Alfresco using Tesseract OCR on Ubuntu Linux

In this post I will describe what to download and install to get Tesseract OCR onto an Ubuntu box, and how to integrate it into Alfresco. The goal of this blog is to have Alfresco and a custom transformer that can transform tiff to pdf, where the PDF also has a text layer.

This blog is a setup for the next one, how to combine Ephesoft and Alfresco on one Linux box. Ephesoft needs Tesseract for its OCR functionality

Alfresco Community Edition installer comes with a JRE these days. If you dont want to use the JRE provided (or need the JDK for Ephesoft as described in “Ephesoft and Alfresco on one Linux box”) you have to install Java yourself. First add a repository where Sun (Oracle?) Java found its home (since Ubuntu appears to be featuring OpenJDK)

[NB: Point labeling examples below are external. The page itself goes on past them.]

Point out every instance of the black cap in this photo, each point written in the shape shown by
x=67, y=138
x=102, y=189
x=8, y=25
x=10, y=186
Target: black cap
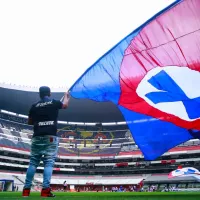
x=44, y=91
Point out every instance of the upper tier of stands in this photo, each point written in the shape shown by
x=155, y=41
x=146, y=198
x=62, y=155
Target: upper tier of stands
x=76, y=141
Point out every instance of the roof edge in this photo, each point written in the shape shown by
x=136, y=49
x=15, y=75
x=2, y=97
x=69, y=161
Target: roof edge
x=30, y=88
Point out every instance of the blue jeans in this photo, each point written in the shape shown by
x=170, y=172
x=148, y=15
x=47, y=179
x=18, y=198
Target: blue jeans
x=42, y=148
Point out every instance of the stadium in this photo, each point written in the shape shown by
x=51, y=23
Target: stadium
x=99, y=153
x=94, y=155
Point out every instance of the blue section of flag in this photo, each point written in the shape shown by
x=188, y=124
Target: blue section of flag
x=171, y=92
x=154, y=137
x=101, y=82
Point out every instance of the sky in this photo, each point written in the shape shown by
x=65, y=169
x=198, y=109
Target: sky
x=52, y=42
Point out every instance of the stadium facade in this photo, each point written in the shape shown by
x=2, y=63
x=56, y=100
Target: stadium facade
x=96, y=149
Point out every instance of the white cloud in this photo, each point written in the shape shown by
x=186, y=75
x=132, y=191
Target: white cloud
x=45, y=42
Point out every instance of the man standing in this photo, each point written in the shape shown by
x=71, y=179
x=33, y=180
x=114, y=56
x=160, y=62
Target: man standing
x=43, y=116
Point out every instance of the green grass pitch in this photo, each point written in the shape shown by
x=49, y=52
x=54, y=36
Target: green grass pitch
x=108, y=195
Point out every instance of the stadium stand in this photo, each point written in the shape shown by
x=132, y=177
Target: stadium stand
x=96, y=152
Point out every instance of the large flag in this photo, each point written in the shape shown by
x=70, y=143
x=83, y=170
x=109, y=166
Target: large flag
x=153, y=77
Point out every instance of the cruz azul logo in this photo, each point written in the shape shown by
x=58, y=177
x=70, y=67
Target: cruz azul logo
x=174, y=91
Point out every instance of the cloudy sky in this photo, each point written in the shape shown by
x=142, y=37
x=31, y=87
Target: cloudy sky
x=52, y=42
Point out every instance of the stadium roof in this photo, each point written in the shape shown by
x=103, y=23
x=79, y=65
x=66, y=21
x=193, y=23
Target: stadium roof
x=19, y=99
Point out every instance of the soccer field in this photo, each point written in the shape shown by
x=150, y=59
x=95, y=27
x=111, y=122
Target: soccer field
x=109, y=196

sudo /etc/apt/sources.list

Add this line to the end of the file

deb http://archive.canonical.com/ lucid partner"
sudo apt-get update
sudo apt-get upgrade

Next, install all these packages:

sudo apt-get install libpng12-dev libjpeg62-dev libtiff4-dev libungif4-dev imagemagick exactimage pdftk build-essential
Lets get Leptonica from Googlecode. This package provides all kind of ‘helper operations’ that are image recognition related. (Version 1.67 is the latest at time of writing, feel free to get a more recent one…)
cd /opt
sudo wget http://leptonica.googlecode.com/files/leptonlib-1.67.tar.gz
sudo tar -xvf leptonlib-1.67.tar.gz

And configure and compile the package. All dependencies should be met.

cd leptonlib-1.67
/configure
make
sudo make install
Next, get Tesseract, the actual OCR engine (Version 3.00 at time of writing.)
sudo wget http://tesseract-ocr.googlecode.com/files/tesseract-3.00.tar.gz
And configure and compile it
./configure
make
sudo make install
You do need training data, and I need English and Dutch. The directories need to end up in the TESSDATA folder.
sudo wget http://tesseract-ocr.googlecode.com/files/eng.traineddata.gz
sudo wget http://tesseract-ocr.googlecode.com/files/nld.traineddata.gz
gunzip eng.traineddata.gz
gunzip nld.traineddata.gz

Find out where your tessdata folder is located (I bet in /usr/local/share)

whereis tessdata
mv nld.traineddata /usr/local/share/tessdata/nl.traineddata
mv eng.traineddata /usr/local/share/tessdata/en.traineddata
That’s it, you are set and done. Lets test if it is actually working… find yourself a nice TIF file that you can use to test Tesseract. Then enter on the command line (being in the directory containing the file source.tif):
tesseract source.tif outputname hocr -l en
‘outputname’ is the text based file Tesseract will create for you. If you append ‘hocr’ to the command, it wil create an output file according the hocr format, including the location of the sentences on the page. You need this to allow text selection in a pdf (or to perform better quality entity extraction using Ephesoft later on). If you leave it out. you will get a plain text file. The English (as declared above) is the default, so you can leave that out. I am interested in the Dutch language, so I will need:
-l nl
Now, how to get a pdf file from the tiff and the hocr output…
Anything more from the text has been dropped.